First Circuit clarifies when a PIP is – and isn’t – an adverse action

Analysis

To have a valid claim for discrimination or retaliation, a plaintiff must generally show, among other things, that there was an “adverse employment action” based on the plaintiff’s protected characteristic or conduct.

That leads employers, employees, lawyers, and the courts to ask, “What exactly is an ‘adverse employment action’”?

Refusal to hire, demotion, or termination are clearly “adverse.” But what about lesser workplace actions, such as suspension, negative performance reviews, or exclusion from meetings?

In 2024, the U.S. Supreme Court ruled in the case of Muldrow v. St. Louis that these lesser actions can indeed be “adverse employment actions” for purposes of federal discrimination laws. According to the Court, an action is sufficiently “adverse” if the employee experiences “some” harm with respect to the terms and conditions of employment.

The U.S. Court of Appeals for the First Circuit recently considered the application of the Muldrow decision in an age discrimination case where the plaintiff had been issued a Performance Improvement Plan. The decision provides useful guidance on when PIPs are and are not “adverse employment actions.”

Walsh v. HNTB Corporation

Plaintiff Joann Walsh and a “slightly older” co-worker were placed on PIPs in 2019. Ms. Walsh, who was in her 50s at the time, successfully completed the PIP. Approximately 10 months after she had completed the PIP, she and the co-worker resigned. Ms. Walsh sued the employer for age discrimination under the federal Age Discrimination in Employment Act and its Massachusetts equivalent, in addition to asserting other claims. A federal court granted summary judgment to the employer on all claims, and Ms. Walsh appealed the dismissal of her age discrimination claims.

On appeal, the First Circuit agreed with the lower court and found that Ms. Walsh’s PIP was not an “adverse employment action.” 

Supreme Court lowered the “adverse employment action” bar but did not eliminate it

Before the 2024 Muldrow decision, many courts required plaintiffs to show that a challenged employment action was “material,” meaning more than a mere inconvenience or minor alteration of job responsibilities. The Supreme Court rejected that standard, holding that an adverse employment action is any event that leaves the employee “worse off” with respect to the “terms or conditions” of employment, regardless of severity.

In Walsh, the First Circuit emphasized that the employee must still identify some actual change to the terms or conditions of employment. In short, not every workplace event that leaves an employee “worse off” in some way is actionable.

Not all PIPs are created equal – or equally affect employment “terms or conditions”

The First Circuit in Walsh declined to adopt any categorical rule about PIPs as “adverse employment actions.” Rather, whether a PIP is an adverse employment action is “fact-intensive and PIP-specific.” The key question is whether the PIP actually altered the terms or conditions of employment, as opposed to being a mere warning of performance deficiencies or a mechanism to help the employee improve performance.

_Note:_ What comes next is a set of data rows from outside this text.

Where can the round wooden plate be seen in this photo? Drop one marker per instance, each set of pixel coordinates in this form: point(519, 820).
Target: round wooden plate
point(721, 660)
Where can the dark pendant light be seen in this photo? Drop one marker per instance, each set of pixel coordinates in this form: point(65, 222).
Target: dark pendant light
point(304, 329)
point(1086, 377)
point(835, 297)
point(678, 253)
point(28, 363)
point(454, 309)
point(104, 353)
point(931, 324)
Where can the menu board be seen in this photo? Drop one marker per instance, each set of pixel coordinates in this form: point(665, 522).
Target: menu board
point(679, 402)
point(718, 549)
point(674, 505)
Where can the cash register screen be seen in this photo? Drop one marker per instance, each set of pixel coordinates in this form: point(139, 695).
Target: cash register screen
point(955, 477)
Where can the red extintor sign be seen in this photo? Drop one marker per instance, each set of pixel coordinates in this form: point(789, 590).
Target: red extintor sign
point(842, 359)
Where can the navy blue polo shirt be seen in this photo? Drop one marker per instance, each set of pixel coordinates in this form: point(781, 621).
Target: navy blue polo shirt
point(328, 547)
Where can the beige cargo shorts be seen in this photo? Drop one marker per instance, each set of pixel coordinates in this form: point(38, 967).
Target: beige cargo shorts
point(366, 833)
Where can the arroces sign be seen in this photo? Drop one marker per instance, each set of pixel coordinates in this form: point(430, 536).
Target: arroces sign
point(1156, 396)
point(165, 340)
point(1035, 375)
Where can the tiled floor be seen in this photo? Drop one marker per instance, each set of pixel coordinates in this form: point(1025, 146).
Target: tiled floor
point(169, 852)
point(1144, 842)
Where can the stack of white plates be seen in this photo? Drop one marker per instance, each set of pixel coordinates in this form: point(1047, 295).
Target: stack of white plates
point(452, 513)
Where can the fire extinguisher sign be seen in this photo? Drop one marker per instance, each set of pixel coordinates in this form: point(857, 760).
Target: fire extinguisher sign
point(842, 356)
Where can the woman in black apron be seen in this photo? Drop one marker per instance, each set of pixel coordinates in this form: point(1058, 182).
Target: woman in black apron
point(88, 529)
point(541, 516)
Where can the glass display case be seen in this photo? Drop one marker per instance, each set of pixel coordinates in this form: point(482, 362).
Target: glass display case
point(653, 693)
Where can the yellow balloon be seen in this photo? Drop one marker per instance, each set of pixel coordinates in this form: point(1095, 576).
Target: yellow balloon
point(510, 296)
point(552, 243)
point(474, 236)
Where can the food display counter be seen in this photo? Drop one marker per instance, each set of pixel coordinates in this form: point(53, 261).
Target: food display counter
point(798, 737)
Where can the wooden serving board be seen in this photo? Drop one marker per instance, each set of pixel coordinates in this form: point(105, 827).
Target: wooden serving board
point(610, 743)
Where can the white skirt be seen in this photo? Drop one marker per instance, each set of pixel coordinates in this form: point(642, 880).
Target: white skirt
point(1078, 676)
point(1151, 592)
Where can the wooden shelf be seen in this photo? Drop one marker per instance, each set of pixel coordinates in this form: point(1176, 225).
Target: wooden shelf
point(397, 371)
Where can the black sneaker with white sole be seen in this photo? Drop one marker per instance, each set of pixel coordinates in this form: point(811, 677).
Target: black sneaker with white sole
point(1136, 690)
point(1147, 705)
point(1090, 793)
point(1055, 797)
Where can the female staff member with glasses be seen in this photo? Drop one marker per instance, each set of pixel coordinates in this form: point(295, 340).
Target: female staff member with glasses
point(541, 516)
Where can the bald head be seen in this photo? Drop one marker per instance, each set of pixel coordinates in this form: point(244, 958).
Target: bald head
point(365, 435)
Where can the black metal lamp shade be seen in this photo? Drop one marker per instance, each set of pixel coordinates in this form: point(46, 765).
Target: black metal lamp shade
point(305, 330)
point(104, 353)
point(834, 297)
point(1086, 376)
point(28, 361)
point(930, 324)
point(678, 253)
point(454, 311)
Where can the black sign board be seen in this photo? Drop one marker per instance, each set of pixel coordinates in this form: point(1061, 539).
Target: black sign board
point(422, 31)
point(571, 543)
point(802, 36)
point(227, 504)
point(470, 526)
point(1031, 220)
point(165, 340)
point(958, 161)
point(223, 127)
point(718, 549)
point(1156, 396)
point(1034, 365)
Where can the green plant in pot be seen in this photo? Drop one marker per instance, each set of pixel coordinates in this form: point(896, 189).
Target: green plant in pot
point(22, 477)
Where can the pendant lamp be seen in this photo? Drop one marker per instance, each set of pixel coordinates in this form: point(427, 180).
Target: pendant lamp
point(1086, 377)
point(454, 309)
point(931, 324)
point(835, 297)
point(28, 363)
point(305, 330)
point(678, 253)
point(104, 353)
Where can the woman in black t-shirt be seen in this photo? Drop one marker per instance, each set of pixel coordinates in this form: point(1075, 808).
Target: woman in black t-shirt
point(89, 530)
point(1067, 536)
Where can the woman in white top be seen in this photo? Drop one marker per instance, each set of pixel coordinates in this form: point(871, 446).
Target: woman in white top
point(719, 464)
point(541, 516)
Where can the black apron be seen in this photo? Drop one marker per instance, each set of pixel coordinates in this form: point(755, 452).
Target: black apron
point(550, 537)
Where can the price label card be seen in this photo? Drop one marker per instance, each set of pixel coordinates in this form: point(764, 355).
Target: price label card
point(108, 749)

Ms. Walsh’s PIP did not clear that bar: it identified performance deficiencies, set out improvement expectations, and reserved the company’s right to terminate. However, it did not change Ms. Walsh’s title, pay, job duties, or ability to seek advancement. In other words, it was “nothing more than documented counseling.”

The First Circuit noted that a PIP can be an adverse employment action if it imposes new or different job responsibilities, alters the employee’s title or compensation, or limits access to advancement or transfer opportunities. Courts have found PIPs that assigned more burdensome tasks, tarnished employment records, or dampened promotion prospects actually affected the terms and conditions of employment and therefore could form the basis of a discrimination or retaliation claim.

A caution for employers: Keep PIPs in their lane, or be ready to go the distance

The Walsh decision is a reminder that employers may use PIPs for their intended purpose – to give employees a documented, structured opportunity to understand and address performance concerns – without forming the basis of a discrimination claim. A well-crafted PIP should clearly identify the performance deficiencies at issue, set out reasonable and objective metrics by which improvement will be measured, and specify a defined review period.

But if the PIP affects the terms and conditions of employment – for example, by imposing new duties, setting heightened performance metrics, or stripping existing responsibilities – it is likely to be considered an “adverse employment action,” even in the First Circuit. That isn’t to say that this type of PIP is discriminatory in itself (it may very well be justified in the particular circumstances) but only that it will be considered an “adverse employment action” under the federal anti-discrimination laws.

One final note: Any PIP is likely to be viewed by the employee as a first step toward termination. As a result, the employee may engage in legally protected activity while the PIP is in place. Employers should be mindful of the potential for discrimination or retaliation claims to arise while the PIP is active, as well as before and after.